Regard énigmatique qui se passe de commentaire à ce sujet, tout est possible et on ne peut jurer de rien, on a pris du retard alors on ne s’arrêtera pas plus qu’il n’est besoin pour refaire le plein d’eau et acheter à manger, cochon qui s’en dédie, cette fois nous n’avons pas pris le déssalinisateur car nous aurons suffisamment de ports ou de marinas pour prendre de l’eau, ça c’est bien, il est tout de même question de faire une halte à Brest, ça me plairait bien, moi toutes les escales me plaisent bien.
L’idée de départ c’est donc ça pour commencer :

Donc nous y voilà : temps hyper peinard le premier jour, spi, on est crevés après cette première nuit si courte où il a fallu se remettre dans le bain puisque nous n’avions pas navigué depuis 7 mois, alors quand le vent tombe et qu’on met le moteur la deuxième nuit, je ne me plains pas et je dors tout mon saoul quand ce n’est pas moi qui suis de quart, le vent revient le lendemain en fin de matinée, spi et voile haute, on trace.
Dans quel état d’esprit suis-je … cela n’a tellement rien à voir avec ce que je ressentais lorsque nous sommes partis pour le tour du monde, fini l’insouciance, récemment j’ai lu une citation anonyme : « celui qui n’a pas peur en mer n’est pas un marin, celui qui a peur de tout et de rien ne l’est pas non plus » et je me rends compte que j’ai encore du boulot pour être un marin, au départ du TDM je n’avais peur de rien, parce que je ne connaissais rien, et maintenant je peux flipper pour des broutilles, le baromètre n’y étant pas étranger, ce qui a vraiment changé en bien c’est que je sais interpréter les infos des appareils de nav, que je peux régler le bateau comme il faut, et surtout que lorsque le capitaine me demande une info je lui réponds parce que je me tiens au courant, maintenant ça m’intéresse de savoir ce qui se passe, je ne suis plus la candide avec une fleur aux dents, je devais être sacrément conne mais c’était reposant, la conscience des choses n’est pas toujours un cadeau.
Le soir du deuxième jour, on passe déjà Majorque, la mer est désagréable mais on a eu le temps de se réamariner, le capitaine se maudit autant qu’il est possible de se maudire parce qu’il a préféré passer au Nord plutôt qu’au Sud et qu’on n’a pas de vent mais de la mer, on longe l’île Dragonera mais on n’avance pas, on finit par mettre le moteur, mécontent il décide de passer au Sud d’Ibiza et Formentera, il s’en veut, avant il n’aurait jamais mal choisi, maintenant il est mauvais, il est fini, si ça se sait il est mort, on retrouve du vent mais on passe une mauvaise nuit avec 1 ris à la GV et trinquette, une mer croisée, ça tape, je lui assure que je ne lui en tiens aucunement rigueur, manquerait plus que je fasse ma mijaurée.
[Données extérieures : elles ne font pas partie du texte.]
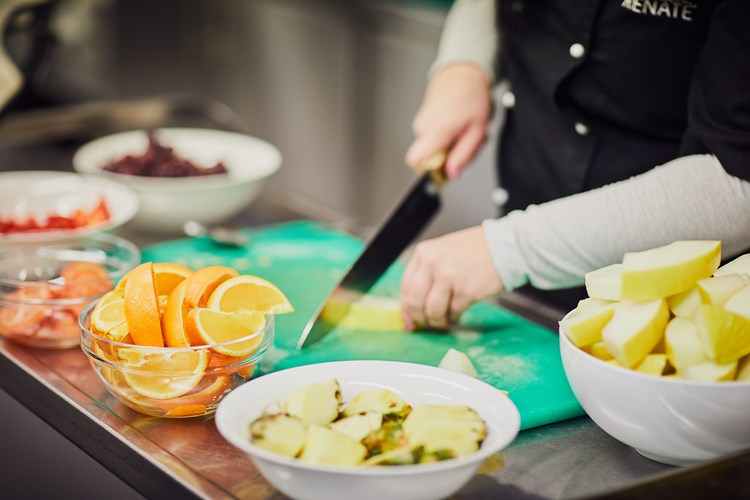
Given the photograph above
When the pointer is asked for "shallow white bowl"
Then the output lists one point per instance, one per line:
(166, 203)
(415, 384)
(41, 193)
(668, 420)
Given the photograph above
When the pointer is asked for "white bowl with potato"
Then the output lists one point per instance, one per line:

30 avril, le vent monte dans l’après-midi, 29/35 nœuds, 2 ris à la grand voile + 1 au génois tangonné, on file à 8/9 nœuds, on empanne en soirée et on prend le 3ème ris, tout va bien, le portant sous génois tangonné c’est mon allure préférée et avec du vent et des ris c’est pépère, au fil de la nuit le vent tombe, le capitaine lâche les ris l’un après l’autre et au matin du 1er mai on renvoie le spi après le petit déjeuner, qu’on affale quand le vent remonte dans l’après-midi, et puis le vent retombe et le capitaine s’en veut au moins autant que la veille d’avoir affalé trop tôt, heureusement que les copains ne sont pas là, imaginez que ça se sache.
En soirée, le vent arrière est si pauvre que les voiles claquent, on affale et moteur, on renvoie le génois seul dans la nuit quand le vent repasse plein cul à 35 nœuds, c’est à se demander pourquoi mettre la GV quand on voit comment on file sous génois seul. Je ne repose pas la question au capitaine, il me l’a déjà expliqué et dieu sait qu’il n’aime pas répéter les explications qu’il m’a déjà données, il mémorise ce qu’il me dit dans le petit carnet de son cerveau intitulé « ce que j’ai déjà dit à isabelle », ça ne rigole pas. Donc c’est pour équilibrer les tensions au niveau du mât. Et aussi stabiliser le bateau, et ça c’est vrai, on sent trop la différence quand le bateau est bien équilibré. Moi je dois avoir un carnet « ce que le capitaine m’a déjà expliqué mais que j’ai pas besoin de retenir parce que ça ira plus vite de lui redemander ». Alors voilà.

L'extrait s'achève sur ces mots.